When measuring network latency (time ack received - time msg sent) in any protocol over TCP, what timer would you recommend to use and why? What resolution does it have? What are other advantages/disadvantages?
Optional: how does it work?
Optional: what timer would you NOT use and why?
I'm looking mostly for Windows / C++ solutions, but if you'd like to comment on other systems, feel free to do so.
(Currently we use GetTickCount(), but it's not a very accurate timer.)

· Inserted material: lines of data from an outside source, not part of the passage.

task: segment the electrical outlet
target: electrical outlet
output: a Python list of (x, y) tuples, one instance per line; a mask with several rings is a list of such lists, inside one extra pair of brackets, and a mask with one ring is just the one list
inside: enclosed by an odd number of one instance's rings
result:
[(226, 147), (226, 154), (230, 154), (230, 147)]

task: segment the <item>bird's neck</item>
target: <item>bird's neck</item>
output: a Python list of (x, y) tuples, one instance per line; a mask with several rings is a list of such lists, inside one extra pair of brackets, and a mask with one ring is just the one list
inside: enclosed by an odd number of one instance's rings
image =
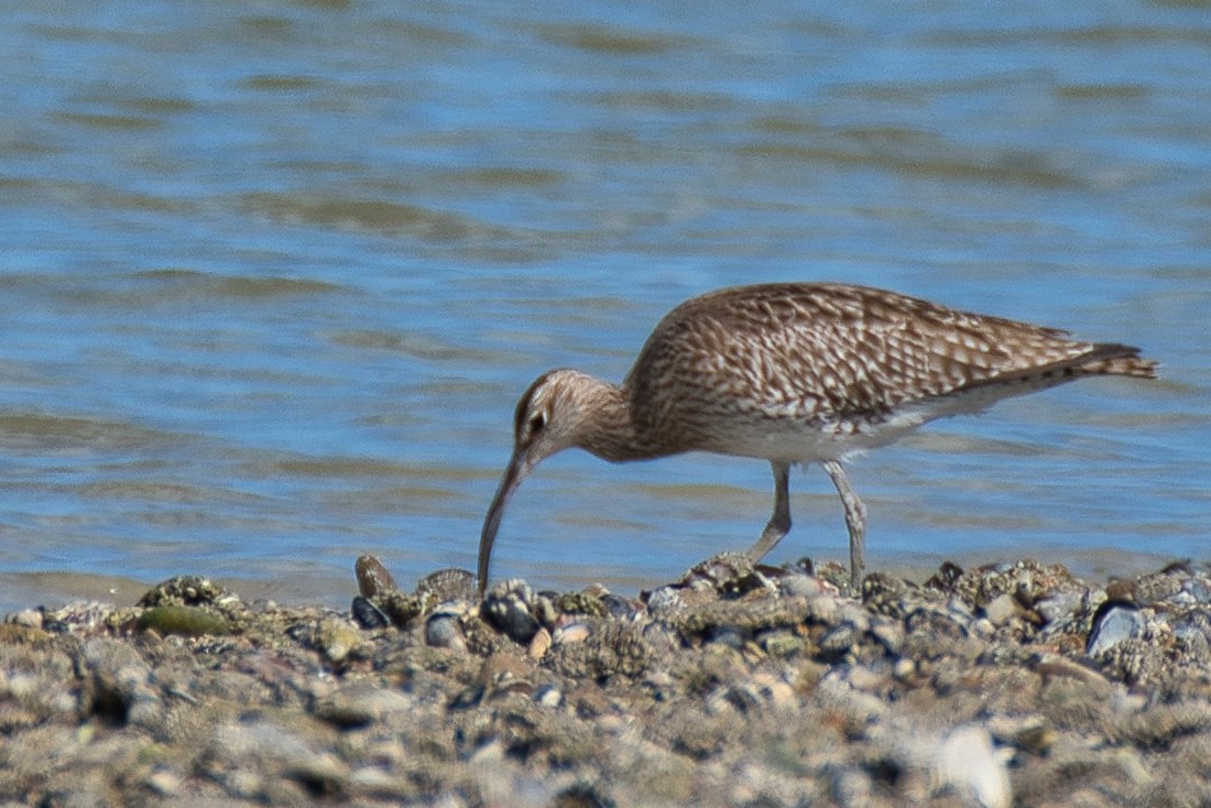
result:
[(592, 379), (580, 391), (582, 420), (578, 446), (603, 460), (621, 463), (658, 457), (656, 447), (636, 428), (631, 399), (625, 386)]

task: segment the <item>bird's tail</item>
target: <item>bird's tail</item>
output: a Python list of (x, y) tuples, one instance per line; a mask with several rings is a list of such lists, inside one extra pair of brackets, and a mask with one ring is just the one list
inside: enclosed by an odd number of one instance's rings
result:
[(1077, 368), (1087, 376), (1133, 376), (1141, 379), (1157, 378), (1157, 362), (1142, 359), (1140, 349), (1131, 345), (1101, 343), (1086, 354), (1085, 361)]

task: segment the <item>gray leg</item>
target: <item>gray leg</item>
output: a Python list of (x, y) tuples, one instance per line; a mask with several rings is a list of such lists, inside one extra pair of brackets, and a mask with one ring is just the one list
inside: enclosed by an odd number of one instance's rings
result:
[(845, 527), (849, 528), (849, 575), (854, 589), (862, 588), (862, 571), (866, 569), (866, 505), (857, 498), (837, 460), (826, 460), (825, 471), (832, 477), (845, 506)]
[(791, 532), (791, 464), (770, 462), (774, 470), (774, 515), (762, 531), (757, 544), (748, 550), (748, 557), (757, 563), (782, 537)]

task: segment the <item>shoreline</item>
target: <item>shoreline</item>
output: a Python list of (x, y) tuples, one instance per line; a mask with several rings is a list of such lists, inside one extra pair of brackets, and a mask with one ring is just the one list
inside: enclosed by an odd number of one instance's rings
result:
[[(939, 806), (1211, 800), (1211, 566), (714, 556), (639, 592), (373, 557), (352, 609), (182, 577), (0, 625), (0, 798)], [(90, 581), (92, 583), (92, 581)], [(131, 585), (130, 581), (124, 586)], [(125, 591), (125, 589), (122, 590)], [(346, 602), (349, 602), (346, 601)]]

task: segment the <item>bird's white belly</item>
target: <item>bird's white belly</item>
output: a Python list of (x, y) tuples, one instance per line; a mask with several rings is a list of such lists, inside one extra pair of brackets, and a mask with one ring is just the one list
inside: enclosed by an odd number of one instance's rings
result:
[(1001, 389), (982, 389), (968, 395), (908, 402), (877, 418), (825, 422), (752, 414), (731, 419), (727, 429), (713, 432), (701, 448), (784, 463), (844, 460), (894, 443), (929, 420), (980, 412), (1003, 397), (1005, 391)]

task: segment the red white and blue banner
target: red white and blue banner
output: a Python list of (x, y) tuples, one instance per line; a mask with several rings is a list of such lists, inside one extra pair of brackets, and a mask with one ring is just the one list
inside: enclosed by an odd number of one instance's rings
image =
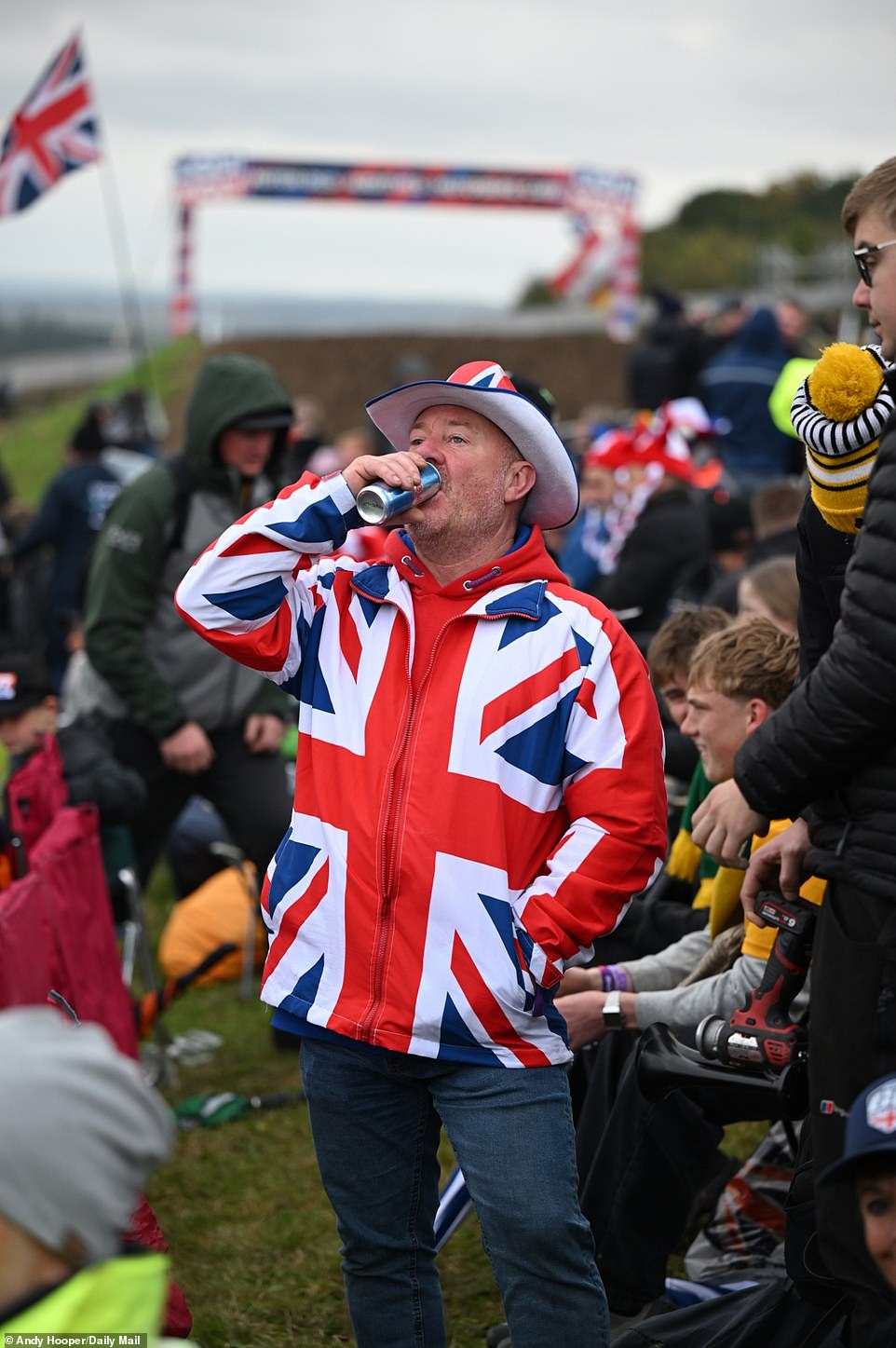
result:
[(466, 168), (441, 164), (330, 164), (194, 155), (175, 166), (178, 283), (171, 325), (194, 326), (191, 214), (197, 206), (233, 198), (292, 198), (423, 206), (490, 206), (565, 210), (578, 248), (550, 288), (574, 303), (609, 297), (608, 330), (622, 340), (635, 330), (639, 284), (637, 179), (582, 170)]

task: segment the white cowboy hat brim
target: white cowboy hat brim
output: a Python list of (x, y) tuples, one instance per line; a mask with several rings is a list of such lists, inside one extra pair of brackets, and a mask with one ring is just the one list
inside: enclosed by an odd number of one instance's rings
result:
[(523, 519), (542, 528), (569, 524), (578, 510), (578, 479), (563, 441), (534, 403), (509, 388), (472, 388), (424, 379), (391, 388), (366, 403), (366, 412), (395, 449), (407, 449), (411, 427), (427, 407), (466, 407), (493, 422), (535, 469)]

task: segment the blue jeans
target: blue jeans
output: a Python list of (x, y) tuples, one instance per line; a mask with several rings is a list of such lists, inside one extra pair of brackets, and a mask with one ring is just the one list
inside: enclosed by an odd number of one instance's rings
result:
[(358, 1348), (445, 1348), (433, 1243), (442, 1123), (513, 1348), (605, 1348), (563, 1068), (481, 1068), (303, 1039), (302, 1081)]

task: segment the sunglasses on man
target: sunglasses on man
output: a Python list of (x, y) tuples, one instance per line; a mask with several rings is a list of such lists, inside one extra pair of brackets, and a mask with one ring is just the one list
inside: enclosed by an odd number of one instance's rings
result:
[(853, 251), (853, 257), (856, 259), (856, 267), (858, 268), (858, 275), (862, 278), (866, 286), (872, 284), (872, 272), (868, 266), (868, 257), (870, 253), (880, 252), (881, 248), (892, 248), (896, 244), (896, 239), (888, 239), (885, 244), (866, 244), (865, 248), (856, 248)]

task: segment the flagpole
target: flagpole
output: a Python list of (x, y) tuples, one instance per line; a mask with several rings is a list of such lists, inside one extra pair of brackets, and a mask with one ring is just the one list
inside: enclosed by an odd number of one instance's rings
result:
[(150, 352), (150, 344), (147, 341), (146, 326), (143, 322), (143, 311), (140, 309), (140, 297), (137, 294), (137, 287), (133, 276), (133, 266), (131, 262), (131, 249), (128, 247), (128, 235), (124, 222), (124, 213), (121, 210), (121, 195), (119, 193), (117, 179), (115, 177), (115, 170), (112, 167), (112, 158), (108, 152), (102, 156), (102, 166), (100, 171), (100, 178), (102, 181), (102, 197), (106, 213), (106, 225), (109, 229), (109, 240), (112, 243), (112, 253), (115, 257), (116, 275), (119, 282), (119, 299), (121, 302), (121, 317), (124, 321), (125, 341), (135, 359), (135, 363), (146, 363), (151, 391), (158, 395), (155, 387), (155, 371), (152, 367), (152, 355)]

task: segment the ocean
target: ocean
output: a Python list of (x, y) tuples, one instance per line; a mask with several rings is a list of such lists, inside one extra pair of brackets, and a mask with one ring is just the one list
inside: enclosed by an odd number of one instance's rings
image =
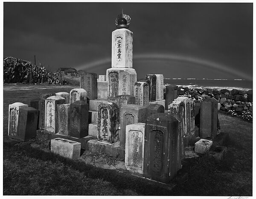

This is a copy of my answer from: C++ Timer function to provide time in nano seconds
For Linux (and BSD) you want to use clock_gettime().
#include <sys/time.h>
int main()
{
timespec ts;
// clock_gettime(CLOCK_MONOTONIC, &ts); // Works on FreeBSD
clock_gettime(CLOCK_REALTIME, &ts); // Works on Linux
}
For windows you want to use the QueryPerformanceCounter. And here is more on QPC
Apparently there is a known issue with QPC on some chipsets, so you may want to make sure you do not have those chipset. Additionally some dual core AMDs may also cause a problem. See the second post by sebbbi, where he states:
QueryPerformanceCounter() and
QueryPerformanceFrequency() offer a
bit better resolution, but have
different issues. For example in
Windows XP, all AMD Athlon X2 dual
core CPUs return the PC of either of
the cores "randomly" (the PC sometimes
jumps a bit backwards), unless you
specially install AMD dual core driver
package to fix the issue. We haven't
noticed any other dual+ core CPUs
having similar issues (p4 dual, p4 ht,
core2 dual, core2 quad, phenom quad).
You mentioned that you use GetTickCount(), so I'm going to recommend that you take a look at QueryPerformanceCounter().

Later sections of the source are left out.